7. Selon les articles 809-3, 810-4 et 810-5 du code civil, en cas de succession vacante, le curateur, auprès de qui est faite la déclaration de créances, est seul habilité à payer les créanciers de la succession. Il dresse un projet de règlement du passif qui prévoit le paiement des créances dans l'ordre prévu à l'article 796 du même code et ne peut payer, sans attendre ce projet, que les frais nécessaires à la conservation du patrimoine, les frais funéraires et de dernière maladie, les impôts dus par le défunt, les loyers et autres dettes successorales dont le règlement est urgent.

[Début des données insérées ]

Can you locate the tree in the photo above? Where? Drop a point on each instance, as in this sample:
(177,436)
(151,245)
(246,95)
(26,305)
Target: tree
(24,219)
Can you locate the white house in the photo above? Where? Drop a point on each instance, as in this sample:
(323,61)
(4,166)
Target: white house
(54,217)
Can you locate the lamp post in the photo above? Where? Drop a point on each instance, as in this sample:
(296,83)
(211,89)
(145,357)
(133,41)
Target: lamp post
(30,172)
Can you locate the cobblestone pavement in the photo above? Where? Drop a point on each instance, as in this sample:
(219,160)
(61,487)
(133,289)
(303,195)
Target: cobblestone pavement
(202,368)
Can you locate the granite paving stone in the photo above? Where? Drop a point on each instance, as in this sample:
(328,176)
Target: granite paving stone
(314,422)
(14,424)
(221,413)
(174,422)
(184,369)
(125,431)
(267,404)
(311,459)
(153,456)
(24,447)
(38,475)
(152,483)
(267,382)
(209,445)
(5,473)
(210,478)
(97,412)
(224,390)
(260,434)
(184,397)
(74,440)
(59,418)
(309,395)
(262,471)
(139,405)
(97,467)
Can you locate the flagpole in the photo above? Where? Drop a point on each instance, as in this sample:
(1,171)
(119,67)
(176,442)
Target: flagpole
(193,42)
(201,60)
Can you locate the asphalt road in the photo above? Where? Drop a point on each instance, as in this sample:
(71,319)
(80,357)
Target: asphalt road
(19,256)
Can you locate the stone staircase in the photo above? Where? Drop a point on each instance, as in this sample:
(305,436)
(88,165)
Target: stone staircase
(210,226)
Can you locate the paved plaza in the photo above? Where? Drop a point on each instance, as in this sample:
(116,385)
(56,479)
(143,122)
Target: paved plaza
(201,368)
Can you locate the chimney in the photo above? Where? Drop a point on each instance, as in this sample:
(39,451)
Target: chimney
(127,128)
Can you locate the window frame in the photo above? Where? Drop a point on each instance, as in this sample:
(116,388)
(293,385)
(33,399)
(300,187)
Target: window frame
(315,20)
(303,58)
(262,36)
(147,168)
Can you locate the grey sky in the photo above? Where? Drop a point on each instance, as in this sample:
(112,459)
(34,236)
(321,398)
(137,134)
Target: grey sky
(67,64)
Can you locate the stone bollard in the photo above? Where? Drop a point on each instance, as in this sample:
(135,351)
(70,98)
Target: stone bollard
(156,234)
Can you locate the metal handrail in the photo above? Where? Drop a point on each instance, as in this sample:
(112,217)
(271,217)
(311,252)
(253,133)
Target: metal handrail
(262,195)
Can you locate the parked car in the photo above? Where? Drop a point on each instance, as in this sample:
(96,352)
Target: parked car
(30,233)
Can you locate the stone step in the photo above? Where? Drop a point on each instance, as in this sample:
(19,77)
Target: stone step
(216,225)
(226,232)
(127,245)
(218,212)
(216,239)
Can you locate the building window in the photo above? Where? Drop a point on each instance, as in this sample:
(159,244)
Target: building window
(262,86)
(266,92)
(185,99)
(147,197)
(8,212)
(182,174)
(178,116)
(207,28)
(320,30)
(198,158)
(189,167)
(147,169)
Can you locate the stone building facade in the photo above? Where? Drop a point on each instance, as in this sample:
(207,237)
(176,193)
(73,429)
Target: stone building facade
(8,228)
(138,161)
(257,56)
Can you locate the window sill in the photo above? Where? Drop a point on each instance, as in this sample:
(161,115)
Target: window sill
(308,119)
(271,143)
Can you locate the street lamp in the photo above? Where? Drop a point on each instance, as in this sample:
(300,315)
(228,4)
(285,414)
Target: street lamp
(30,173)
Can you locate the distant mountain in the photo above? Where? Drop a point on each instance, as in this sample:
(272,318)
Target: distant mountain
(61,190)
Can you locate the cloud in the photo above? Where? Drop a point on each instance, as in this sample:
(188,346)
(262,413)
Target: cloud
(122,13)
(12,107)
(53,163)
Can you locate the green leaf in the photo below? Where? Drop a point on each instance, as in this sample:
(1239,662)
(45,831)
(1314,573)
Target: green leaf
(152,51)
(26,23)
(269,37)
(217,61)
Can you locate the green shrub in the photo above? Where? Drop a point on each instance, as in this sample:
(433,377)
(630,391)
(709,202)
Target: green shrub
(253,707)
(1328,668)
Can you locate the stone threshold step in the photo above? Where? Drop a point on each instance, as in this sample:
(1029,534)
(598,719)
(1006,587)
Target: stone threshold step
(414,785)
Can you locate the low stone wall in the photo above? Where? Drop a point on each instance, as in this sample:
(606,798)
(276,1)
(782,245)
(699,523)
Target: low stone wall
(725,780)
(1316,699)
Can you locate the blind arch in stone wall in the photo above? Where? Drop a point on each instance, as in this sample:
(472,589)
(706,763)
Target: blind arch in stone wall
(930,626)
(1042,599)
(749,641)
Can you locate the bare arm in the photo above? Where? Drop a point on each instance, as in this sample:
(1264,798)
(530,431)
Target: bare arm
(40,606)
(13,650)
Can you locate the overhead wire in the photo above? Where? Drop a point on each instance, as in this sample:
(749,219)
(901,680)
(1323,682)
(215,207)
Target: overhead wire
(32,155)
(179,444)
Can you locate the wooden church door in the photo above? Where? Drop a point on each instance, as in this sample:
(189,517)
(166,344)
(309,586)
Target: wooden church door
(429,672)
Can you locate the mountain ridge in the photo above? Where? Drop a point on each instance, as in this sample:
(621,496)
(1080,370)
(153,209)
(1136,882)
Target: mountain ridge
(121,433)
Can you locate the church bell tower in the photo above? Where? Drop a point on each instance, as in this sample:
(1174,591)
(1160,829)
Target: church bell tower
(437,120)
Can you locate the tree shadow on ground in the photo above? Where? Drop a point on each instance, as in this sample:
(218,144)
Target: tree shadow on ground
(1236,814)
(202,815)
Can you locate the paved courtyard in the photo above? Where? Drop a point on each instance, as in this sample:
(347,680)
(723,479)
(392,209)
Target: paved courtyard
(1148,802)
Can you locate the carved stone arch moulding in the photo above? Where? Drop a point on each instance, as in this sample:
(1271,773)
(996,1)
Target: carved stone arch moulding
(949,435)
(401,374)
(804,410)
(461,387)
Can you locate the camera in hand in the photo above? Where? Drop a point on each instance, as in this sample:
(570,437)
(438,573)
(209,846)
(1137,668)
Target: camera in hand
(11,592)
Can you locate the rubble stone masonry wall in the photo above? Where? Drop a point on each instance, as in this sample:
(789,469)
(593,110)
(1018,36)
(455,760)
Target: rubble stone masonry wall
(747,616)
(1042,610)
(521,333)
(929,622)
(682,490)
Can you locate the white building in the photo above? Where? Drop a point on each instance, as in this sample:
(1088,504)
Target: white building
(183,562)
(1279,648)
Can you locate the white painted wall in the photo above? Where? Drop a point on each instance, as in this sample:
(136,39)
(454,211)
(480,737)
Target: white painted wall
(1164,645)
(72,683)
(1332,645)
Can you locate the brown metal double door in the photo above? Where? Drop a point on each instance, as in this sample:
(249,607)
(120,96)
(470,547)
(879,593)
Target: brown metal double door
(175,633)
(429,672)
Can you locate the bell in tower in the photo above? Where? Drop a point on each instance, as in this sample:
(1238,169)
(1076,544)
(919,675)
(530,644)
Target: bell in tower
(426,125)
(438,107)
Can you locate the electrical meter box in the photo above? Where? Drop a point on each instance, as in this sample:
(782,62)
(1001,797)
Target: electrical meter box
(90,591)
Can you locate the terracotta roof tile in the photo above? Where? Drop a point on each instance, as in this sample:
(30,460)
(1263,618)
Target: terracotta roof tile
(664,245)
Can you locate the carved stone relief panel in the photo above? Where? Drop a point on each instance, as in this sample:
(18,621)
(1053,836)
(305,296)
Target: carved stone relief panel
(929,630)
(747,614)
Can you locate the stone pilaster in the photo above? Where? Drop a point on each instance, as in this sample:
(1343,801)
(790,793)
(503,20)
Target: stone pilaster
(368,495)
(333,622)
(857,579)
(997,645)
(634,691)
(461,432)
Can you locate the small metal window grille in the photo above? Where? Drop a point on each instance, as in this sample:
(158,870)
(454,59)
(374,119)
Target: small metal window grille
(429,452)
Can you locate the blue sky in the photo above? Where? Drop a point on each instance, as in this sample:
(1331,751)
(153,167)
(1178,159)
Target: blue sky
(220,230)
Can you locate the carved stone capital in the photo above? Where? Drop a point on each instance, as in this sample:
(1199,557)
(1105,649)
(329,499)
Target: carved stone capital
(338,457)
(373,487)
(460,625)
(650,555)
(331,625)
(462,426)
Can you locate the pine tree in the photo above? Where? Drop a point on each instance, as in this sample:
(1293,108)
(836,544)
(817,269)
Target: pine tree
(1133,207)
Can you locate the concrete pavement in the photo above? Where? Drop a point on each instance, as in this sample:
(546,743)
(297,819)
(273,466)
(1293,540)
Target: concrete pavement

8. Ces textes n'édictent aucune interdiction, pour les créanciers, tenus de déclarer leur créance au curateur, de saisir le juge du fond pour obtenir un titre exécutoire, dont l'exécution sera différée jusqu'à l'établissement du projet de règlement du passif.
9. Après avoir énoncé qu'aucun texte ne prévoit la suspension de la prescription lors de l'ouverture d'une succession vacante, la cour d'appel en a exactement déduit que le fait qu'en vertu de l'article 810-4 du code civil, le curateur ne puisse payer, avant l'établissement du projet de règlement de la succession, que certains frais et dettes successorales dont le règlement est urgent, n'empêchait nullement le département d'émettre un titre exécutoire pour garantir sa créance, de sorte que, n'ayant pas émis un tel titre avant l'expiration du délai de prescription, sa créance est prescrite.
10. Le moyen n'est donc pas fondé.
PAR CES MOTIFS, la Cour :
REJETTE le pourvoi ;
Condamne le département des Côtes d'Armor aux dépens ;
En application de l'article 700 du code de procédure civile, rejette la demande ;
Ainsi fait et jugé par la Cour de cassation, première chambre civile, prononcé publiquement le trente avril deux mille vingt-cinq par mise à disposition de l'arrêt au greffe de la Cour, les parties ayant été préalablement avisées dans les conditions prévues au deuxième alinéa de l'article 450 du code de procédure civile et signé par Mme Champalaune, président, Mme Lion, conseiller référendaire rapporteur et Mme Vignes, greffier de chambre.